私は自分のことを「日本人的だな…」と思うことがよくあります。

主張が苦手だったり、周りの目を気にしすぎたり。大抵はネガティブな意味です。

私の両親は共働きで、ほとんど祖母に育てられました。

祖母は戦争を経験している人なので、まさにこの本が書かれたころの日本人だと思います。

70年以上前に書かれた本だけど、私はその時代の祖母に育てられているし、この本を読むことで、私が日本人的だな…とネガティブに考えてしまうことについて理解できるのでは?という思いから、この本「菊と刀」に興味を持ったので読んでみました。

読んでみて、70年以上前とは思えない、現在を生きる私にとっての「わかる!」があったのでまとめます。

日本人にとっての当たり前とは

日本人の行動を合理的に理解するために必要な、日本人にとっての当たり前。

その中で私がわかる、と感じた内容について3つ記載します。

相応しい振る舞いをせよ

日本人は、「つねに上下関係を基準にして自分たちの世界を秩序づける」「身の置きどころが階層に沿って区切られており、上の者も下の者も、おのおのの分を超えると必ず罰せられる」

私の職場では、今でも新人は新人らしく振る舞うことを期待され、先輩は先輩らしく振る舞うことを期待されてるように感じます。

「もう先輩なのだから、もう何年目なのだから」こんなふうな言葉が出てくる私の職場は、とても「日本人的な秩序」が残っているのかもしれません。

私自身も、会議などで「この発言を今私がすることはおかしいことかな」と気にしてしまうのはこれな気がします。

「この内容を」「この場で」「私が」発言するのは相応しいのか。

そんなことを気にしてしまうのは、私が「日本人」の習慣をしっかり身につけているということのよう。

恩は借金並みに重い

「恩とは、肩の荷、すなわち返すべき借である」

外国から見た日本人の恩とは、返さなければならない借金のようなもの。

恩は返さなければ、という感覚は日本人的なもののよう。

恥を絶対かきたくない

「日本人は失敗が恥となるような場を設けないように努める。
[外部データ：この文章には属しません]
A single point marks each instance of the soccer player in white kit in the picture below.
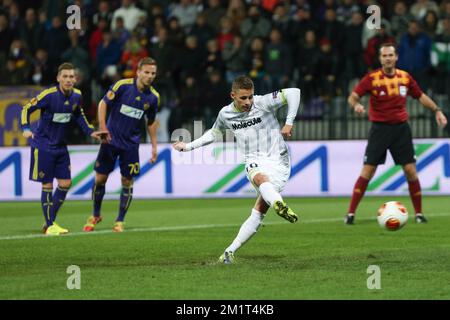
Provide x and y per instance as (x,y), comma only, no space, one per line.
(255,126)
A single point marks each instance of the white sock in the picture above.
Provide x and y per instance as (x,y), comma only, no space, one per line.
(247,230)
(269,194)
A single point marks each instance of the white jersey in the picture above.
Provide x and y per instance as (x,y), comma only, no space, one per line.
(257,132)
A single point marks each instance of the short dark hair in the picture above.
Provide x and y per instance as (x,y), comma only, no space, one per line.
(65,66)
(242,82)
(388,44)
(146,61)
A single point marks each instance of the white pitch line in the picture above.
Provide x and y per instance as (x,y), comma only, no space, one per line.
(188,227)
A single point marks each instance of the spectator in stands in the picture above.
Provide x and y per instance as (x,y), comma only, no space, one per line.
(121,34)
(213,13)
(440,59)
(129,13)
(371,53)
(327,69)
(97,37)
(301,23)
(103,12)
(278,61)
(237,12)
(108,54)
(6,36)
(77,55)
(254,25)
(202,31)
(186,12)
(131,56)
(176,34)
(235,58)
(225,34)
(213,60)
(306,63)
(256,64)
(214,95)
(333,30)
(430,24)
(420,8)
(55,42)
(40,70)
(282,21)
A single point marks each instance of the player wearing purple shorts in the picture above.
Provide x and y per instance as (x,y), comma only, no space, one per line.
(128,100)
(49,155)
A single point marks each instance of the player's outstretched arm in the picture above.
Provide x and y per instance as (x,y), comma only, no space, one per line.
(179,146)
(353,101)
(100,135)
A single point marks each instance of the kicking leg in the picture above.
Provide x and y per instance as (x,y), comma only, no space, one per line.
(273,197)
(247,230)
(125,200)
(359,189)
(98,191)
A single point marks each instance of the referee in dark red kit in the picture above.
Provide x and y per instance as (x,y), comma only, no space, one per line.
(389,88)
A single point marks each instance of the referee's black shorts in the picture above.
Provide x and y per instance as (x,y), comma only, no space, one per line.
(397,138)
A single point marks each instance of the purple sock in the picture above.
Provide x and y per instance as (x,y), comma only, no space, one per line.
(58,199)
(125,201)
(47,203)
(98,191)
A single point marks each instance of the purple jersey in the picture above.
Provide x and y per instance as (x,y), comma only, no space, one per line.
(57,110)
(127,107)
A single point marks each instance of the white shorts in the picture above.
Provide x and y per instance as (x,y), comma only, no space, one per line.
(277,170)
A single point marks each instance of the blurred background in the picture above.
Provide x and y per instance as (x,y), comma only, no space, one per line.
(323,47)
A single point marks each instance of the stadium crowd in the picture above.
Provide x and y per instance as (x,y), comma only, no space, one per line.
(321,47)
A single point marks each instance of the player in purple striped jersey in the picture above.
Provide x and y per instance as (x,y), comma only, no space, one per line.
(128,101)
(49,155)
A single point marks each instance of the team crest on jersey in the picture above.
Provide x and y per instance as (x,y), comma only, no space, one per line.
(275,94)
(403,91)
(110,95)
(245,124)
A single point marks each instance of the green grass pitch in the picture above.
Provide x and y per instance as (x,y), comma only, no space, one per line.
(170,248)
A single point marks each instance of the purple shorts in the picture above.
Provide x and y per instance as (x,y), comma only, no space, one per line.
(128,160)
(45,165)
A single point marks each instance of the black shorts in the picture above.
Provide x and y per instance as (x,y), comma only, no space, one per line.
(397,138)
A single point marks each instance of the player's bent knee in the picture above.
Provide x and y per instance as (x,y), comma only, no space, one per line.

日本人は汚名をすすぐという義務にかくも力点を置いているが、それゆえに実際の生活では、出来るだけ侮辱を感じなくてもすむように事を運ぶ。」

悪口を言われたり、嘲笑されたり、侮られたり、軽んじられたりすると屈辱を受け、恥を書かされたと確信し、日本人は報復することが美徳となるそう。

失敗しても知られなければ恥をかかなくてすむ。だから成功が確実になるまではみんなに内緒にするってよくあるような。私も失敗して恥をかいたらどうしよう、みんなになんて思われるかな、をすぐ気にしてしまいます。

私は日本レンズをしっかりかけている

著者が日本において当然のこと、当たり前のこととみなされている習慣として述べた内容について、私の感想は「ほとんどわかる」でした。
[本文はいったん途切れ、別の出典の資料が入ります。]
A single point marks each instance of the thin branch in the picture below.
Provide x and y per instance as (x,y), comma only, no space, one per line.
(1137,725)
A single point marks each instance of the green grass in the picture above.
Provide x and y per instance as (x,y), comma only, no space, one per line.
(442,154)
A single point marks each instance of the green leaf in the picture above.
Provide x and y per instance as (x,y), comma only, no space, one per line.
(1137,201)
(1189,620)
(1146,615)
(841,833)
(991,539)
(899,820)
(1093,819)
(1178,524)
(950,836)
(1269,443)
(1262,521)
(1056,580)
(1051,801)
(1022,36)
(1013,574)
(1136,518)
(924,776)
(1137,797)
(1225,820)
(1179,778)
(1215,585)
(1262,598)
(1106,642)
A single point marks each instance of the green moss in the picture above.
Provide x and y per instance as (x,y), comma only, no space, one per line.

著者は「ある国の人々が現実を見つめる際に使うレンズは、他の国民が使うレンズと同じではない」と言っています。他の国で育った人はその国のレンズを通して世界を見る。

私は日本で生まれ育った日本人で、無意識に日本人としての「レンズ」をかけて世界を見ている。

そして日本人がかけているレンズは応分の場、恥、恩など。

「私めっちゃ日本レンズかけている!」という事に気がつくことができました。

レンズならかけていると気づければはずす事もできる!?

日本で暮らす中で、日本レンズが役に立つことはもちろんたくさんあって、みんなの当たり前が一緒だから心地よいことはたくさんあります。またこの本が書かれたのは、70年以上前なので、日本人レンズの内容も変わっているかもしれません。

でも「自分がレンズをかけていること」を知っていると、もっと楽に生きやすくなるのでは?と感じました。

以前「繊細さんの本」を読んだとき、繊細さんが普通に感じる感覚が、非繊細さんには「ない」ということを知りました。

これも同じで、日本レンズがある人が普通だと感じる感覚が、日本レンズをかけていない人には「ない」。

こういうふうに考えるのは応分の場(分相応)レンズのせいでは?失敗して恥をかきたくないと感じるのは恥レンズのせいでは?日本レンズをみんながかけていても、自分にとってないほうが楽な時にはそっと外す。

他にも、今自分が所属しているコミュニティのレンズや、さまざまな「無意識に当たり前と感じるレンズ」を外せるようになったら、もっと違う見方ができて、楽に生きていけるのかも。「菊と刀」から日本レンズの存在を知ることができたので、時には外せるように、訓練していきたいと思います。